This is one example of a number of lines of research aimed at interfering in the process of fibrosis, the generation of harmful scar tissue that can cause severe dysfunction in organs once underway:
Chronic damage to the liver eventually creates a wound that never heals. This condition, called fibrosis, gradually replaces normal liver cells - which detoxify the food and liquid we consume - with more and more scar tissue until the organ no longer works. Scientists have identified a drug that halts this unchecked accumulation of scar tissue in the liver. The small molecule, called JQ1, prevented as well as reversed fibrosis in animals and could help the millions of people worldwide affected by liver fibrosis and cirrhosis. "After too much damage in the liver, the scar tissue itself causes more scar tissue. We can actually reverse liver fibrosis in animals and are now exploring potential therapeutic applications for humans."

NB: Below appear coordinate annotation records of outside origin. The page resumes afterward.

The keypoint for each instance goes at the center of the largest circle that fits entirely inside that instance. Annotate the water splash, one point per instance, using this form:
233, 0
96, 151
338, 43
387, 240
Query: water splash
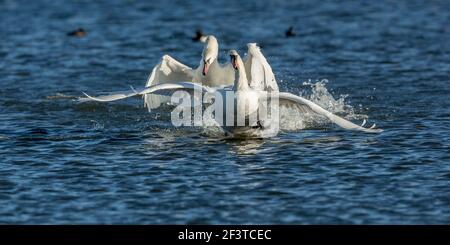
293, 119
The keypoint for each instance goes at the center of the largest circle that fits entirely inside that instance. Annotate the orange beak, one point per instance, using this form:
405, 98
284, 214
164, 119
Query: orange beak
205, 68
233, 62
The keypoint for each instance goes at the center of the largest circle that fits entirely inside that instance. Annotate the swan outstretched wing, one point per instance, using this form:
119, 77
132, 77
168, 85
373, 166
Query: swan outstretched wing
165, 89
308, 106
258, 70
167, 70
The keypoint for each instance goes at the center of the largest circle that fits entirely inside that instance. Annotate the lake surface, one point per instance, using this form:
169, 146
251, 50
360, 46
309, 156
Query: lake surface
64, 162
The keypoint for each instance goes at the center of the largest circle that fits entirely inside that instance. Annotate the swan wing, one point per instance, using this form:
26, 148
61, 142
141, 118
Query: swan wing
167, 70
165, 89
308, 106
258, 70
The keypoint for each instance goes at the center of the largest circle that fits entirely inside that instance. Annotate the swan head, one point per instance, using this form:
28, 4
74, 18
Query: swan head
210, 52
235, 59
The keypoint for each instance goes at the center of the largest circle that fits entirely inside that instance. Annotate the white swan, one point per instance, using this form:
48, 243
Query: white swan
246, 97
210, 72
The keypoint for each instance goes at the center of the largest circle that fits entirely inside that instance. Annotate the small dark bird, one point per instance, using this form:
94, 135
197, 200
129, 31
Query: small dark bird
198, 36
290, 32
80, 32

When the liver is damaged, small collections of hepatic stellate cells that specialize in storing vitamin A are called upon to tend to the wound. These activated stellate cells shed their vitamin A, travel to the site of injury and create thick, fibrous scar tissue to wall off and repair the damage. However, with prolonged organ stress, healthy liver cells become replaced by scar tissue, eventually leading to organ failure. "Traditional therapies targeting inflammation don't work because these cells have multiple ways to bypass the drug. In contrast, our strategy was to stop the fibrotic response at the genome level where these pathways converge."

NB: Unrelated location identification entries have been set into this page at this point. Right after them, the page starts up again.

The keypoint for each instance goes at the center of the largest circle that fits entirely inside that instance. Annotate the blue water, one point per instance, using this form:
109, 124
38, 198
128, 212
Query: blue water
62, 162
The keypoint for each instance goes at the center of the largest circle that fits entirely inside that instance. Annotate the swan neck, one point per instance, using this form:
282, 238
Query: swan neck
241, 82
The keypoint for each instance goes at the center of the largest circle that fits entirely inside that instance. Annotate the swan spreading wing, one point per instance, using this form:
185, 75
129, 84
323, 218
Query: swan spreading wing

The search for the critical genome pathway struck gold, uncovering a regulatory protein, called BRD4, that is a master regulator of liver fibrosis. With this new knowledge in hand, the team found JQ1 successfully inhibited BRD4 and halted the transformation of hepatic stellate cells into fiber-producing cells. This is good news, as JQ1 is a prototype of a new class of drugs currently being tested in human clinical trials for various cancers. "JQ1 doesn't just protect against the wound response, but also reverses the fibrotic response in mice. Our results indicate that BRD4 is a driver of chronic fibrosis and a promising therapeutic target for treating liver disease. We think this discovery may also treat fibrosis in other organs, like the lung, pancreas and kidney."